Config spec feature creep
Configuration starts simple. A few keys and values, then you want to group values, and nest them, somebody asks for simple expressions, conditionals, variables …
Any sufficiently complicated configuration system contains an ad-hoc, informally-specified, bug-ridden, slow implementation of half of a programming language.
Greenspun’s Tenth Rule, applied to config
You gradually end up with a programming language that was never designed as one. YAML added templating, Nginx added if. Terraform invented
HCL.
Helm is pretty bad, two languages, two escaping contexts, paired with sometimes conflicting indentation rules, and a preprocessor step.

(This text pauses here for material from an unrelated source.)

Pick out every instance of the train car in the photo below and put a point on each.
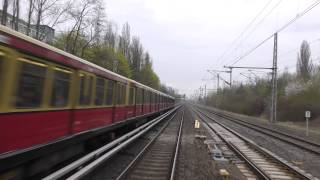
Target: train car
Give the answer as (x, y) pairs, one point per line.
(48, 95)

{{- if eq .Values.env "production" }}
- path: /admin
backend: admin-svc
{{- end }}
HCL avoids many of Helm’s complexity and duality, but still exposes a fixed set of language constructs available to your config, which could be too much, or too little. For example there is no if:
dynamic "route" {
for_each = var.env == "production" ? [1] : []
content { path = "/admin" }
}
Bring a full language in
Another method is to just add a scripting language: Lua, Python. Now the config can do everything, and some more.
if os.getenv("ENV") == "production" then
add_route("/admin", admin_handler)
end
A full language usually also means os.execute(), io.open(), and require(). We can remove os, io, and require before handing it untrusted code. But we are just blacklisting, and …
blacklisting is preventing known dangers, but there are always unknown unknowns, and you can’t prevent what you don’t know you should
Whitelist with Rye
Quick preview
Rye takes the opposite approach: start with no language features at all, then explicitly whitelist capabilities.
Here’s a quick preview:
// Go side: grant exactly two operations
evaldo.RegisterBuiltinsFilter(ps, []string{"_++", "os/cwd?"})
On Go side, we register just two builtin functions _++ and os/cwd? (cwd? - current working directory built-in defined inside context os).
; Config side: use them
docs: os/cwd? ++ "/docs"
This is the entire vocabulary. Everything else was never given, no other word is defined. If you want to read a file
Read %my-secrets
; Error: Word `Read` not found
Not really a place here, but check the links if it bothers you, why there is a underline prefix when referencing ++ 1 and why Read is
capitalized 2.
What is Rye
Rye is a general language written in pure Go (no CGO), you can also import it like a Go library.
Rye is a homoiconic language and every active word is just a function. Every active word is added on a library level. There is no if, fn, loop behaviour hardcoded into the evaluator.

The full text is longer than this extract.